Talking of these arrangements, De Salvo speaks of ‘finding the sweet spot where you can create a contemplative space and at the same time not make it feel as if the works are cut off and alienated’. And this is not only something that happens within the galleries, but involves how they relate to the landscape outside them. For this building constantly presses the relationship between art and the world, both in how its outdoor spaces give on to the city beyond and in the truly remarkable vistas that its galleries boast, opening as they do on to both the Manhattan skyline and the broad reach of the Hudson River.

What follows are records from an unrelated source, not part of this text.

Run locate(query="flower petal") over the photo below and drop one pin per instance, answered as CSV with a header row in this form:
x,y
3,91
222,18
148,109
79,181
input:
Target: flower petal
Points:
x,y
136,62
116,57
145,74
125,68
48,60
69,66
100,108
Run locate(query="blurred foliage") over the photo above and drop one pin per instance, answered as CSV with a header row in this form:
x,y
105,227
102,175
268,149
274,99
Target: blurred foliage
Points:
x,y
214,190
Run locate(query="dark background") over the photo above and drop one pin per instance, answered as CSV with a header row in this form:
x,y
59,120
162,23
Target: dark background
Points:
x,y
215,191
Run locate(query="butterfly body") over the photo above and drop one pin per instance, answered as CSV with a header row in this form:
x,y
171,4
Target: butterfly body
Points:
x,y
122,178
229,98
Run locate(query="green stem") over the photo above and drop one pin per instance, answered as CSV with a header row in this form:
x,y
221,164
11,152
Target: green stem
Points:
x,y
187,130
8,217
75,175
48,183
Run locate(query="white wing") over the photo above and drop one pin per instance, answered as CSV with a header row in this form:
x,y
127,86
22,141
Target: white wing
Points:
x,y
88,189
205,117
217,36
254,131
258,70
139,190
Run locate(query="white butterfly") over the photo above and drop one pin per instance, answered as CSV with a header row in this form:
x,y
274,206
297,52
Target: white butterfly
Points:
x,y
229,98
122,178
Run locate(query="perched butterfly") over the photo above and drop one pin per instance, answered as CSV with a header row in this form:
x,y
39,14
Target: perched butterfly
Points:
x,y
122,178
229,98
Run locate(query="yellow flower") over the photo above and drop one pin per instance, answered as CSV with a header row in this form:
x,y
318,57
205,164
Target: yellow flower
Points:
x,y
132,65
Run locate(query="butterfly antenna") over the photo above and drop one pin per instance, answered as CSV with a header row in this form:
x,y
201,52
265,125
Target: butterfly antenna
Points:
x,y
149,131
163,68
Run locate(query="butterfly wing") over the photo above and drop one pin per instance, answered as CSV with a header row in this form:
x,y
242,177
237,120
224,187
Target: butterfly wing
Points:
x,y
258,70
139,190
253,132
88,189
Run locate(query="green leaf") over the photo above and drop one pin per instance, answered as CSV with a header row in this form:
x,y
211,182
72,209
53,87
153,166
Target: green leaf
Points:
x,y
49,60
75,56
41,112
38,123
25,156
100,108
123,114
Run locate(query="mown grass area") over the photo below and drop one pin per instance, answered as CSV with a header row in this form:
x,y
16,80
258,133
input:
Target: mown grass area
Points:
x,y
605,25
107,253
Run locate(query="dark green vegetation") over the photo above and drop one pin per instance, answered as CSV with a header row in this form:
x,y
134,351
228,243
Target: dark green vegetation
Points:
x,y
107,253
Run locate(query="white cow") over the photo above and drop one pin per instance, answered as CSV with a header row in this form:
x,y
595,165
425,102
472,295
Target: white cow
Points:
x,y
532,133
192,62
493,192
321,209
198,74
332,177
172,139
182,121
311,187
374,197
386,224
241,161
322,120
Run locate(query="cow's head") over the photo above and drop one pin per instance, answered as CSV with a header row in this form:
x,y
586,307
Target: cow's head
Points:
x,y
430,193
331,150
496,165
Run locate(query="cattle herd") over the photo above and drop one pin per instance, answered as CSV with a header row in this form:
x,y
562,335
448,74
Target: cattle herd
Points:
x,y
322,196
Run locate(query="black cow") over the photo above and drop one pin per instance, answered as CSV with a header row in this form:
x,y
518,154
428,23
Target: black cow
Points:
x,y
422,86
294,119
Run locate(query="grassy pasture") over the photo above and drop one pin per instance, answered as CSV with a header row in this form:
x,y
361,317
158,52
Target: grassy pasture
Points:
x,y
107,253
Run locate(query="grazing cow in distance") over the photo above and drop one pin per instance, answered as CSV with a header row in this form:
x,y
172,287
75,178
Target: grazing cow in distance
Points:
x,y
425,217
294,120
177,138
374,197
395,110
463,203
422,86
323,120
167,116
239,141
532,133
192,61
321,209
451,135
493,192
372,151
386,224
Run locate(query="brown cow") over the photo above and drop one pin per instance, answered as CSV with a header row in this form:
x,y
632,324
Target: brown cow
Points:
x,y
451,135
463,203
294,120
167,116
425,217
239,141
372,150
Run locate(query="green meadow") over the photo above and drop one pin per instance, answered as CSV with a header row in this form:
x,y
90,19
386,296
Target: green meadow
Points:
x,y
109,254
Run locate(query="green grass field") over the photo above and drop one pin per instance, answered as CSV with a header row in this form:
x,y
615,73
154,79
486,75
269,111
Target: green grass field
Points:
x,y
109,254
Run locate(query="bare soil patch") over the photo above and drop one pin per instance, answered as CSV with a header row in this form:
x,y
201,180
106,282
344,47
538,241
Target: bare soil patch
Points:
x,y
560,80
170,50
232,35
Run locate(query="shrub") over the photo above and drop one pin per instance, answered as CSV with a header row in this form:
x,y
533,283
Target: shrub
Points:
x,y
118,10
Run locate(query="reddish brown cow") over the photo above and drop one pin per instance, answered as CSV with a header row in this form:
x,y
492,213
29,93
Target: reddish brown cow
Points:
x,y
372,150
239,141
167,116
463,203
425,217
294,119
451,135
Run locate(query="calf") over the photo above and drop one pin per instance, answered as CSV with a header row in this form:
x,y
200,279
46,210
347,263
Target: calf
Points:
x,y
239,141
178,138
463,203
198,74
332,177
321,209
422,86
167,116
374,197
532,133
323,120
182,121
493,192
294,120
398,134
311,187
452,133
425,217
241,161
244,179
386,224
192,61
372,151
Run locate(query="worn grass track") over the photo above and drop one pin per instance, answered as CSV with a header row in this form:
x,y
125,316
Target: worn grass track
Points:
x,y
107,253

The visitor is repeatedly called on to read the art against two very different visions of America: to the west, the big open spaces beyond the Hudson and, to the east, what Weinberg describes as ‘a really deeply urban sense of what New York has been, and what New York is becoming’.
And what the Whitney might become, too. There is the option to expand the new site, should this become desirable, while the museum also retains ownership of the Breuer Building, which has been leased to the Metropolitan Museum of Art for eight years. Weinberg has a rich sense of the Whitney’s further prospects, but is also generous about speculative futures: ‘I feel very, very strongly that my job is not to dictate the future of the Whitney but to leave options open for it,’ he says. In the meantime, there is still some settling in to do in the new building; and of course hospitality to be extended to those things and people that make the Whitney so exceptional. ‘This is a home for art,’ says Weinberg, ‘and it’s a home for artists.’
The new Whitney Museum of American Art opens on 1 May. ‘America Is Hard to See’ runs until 27 September.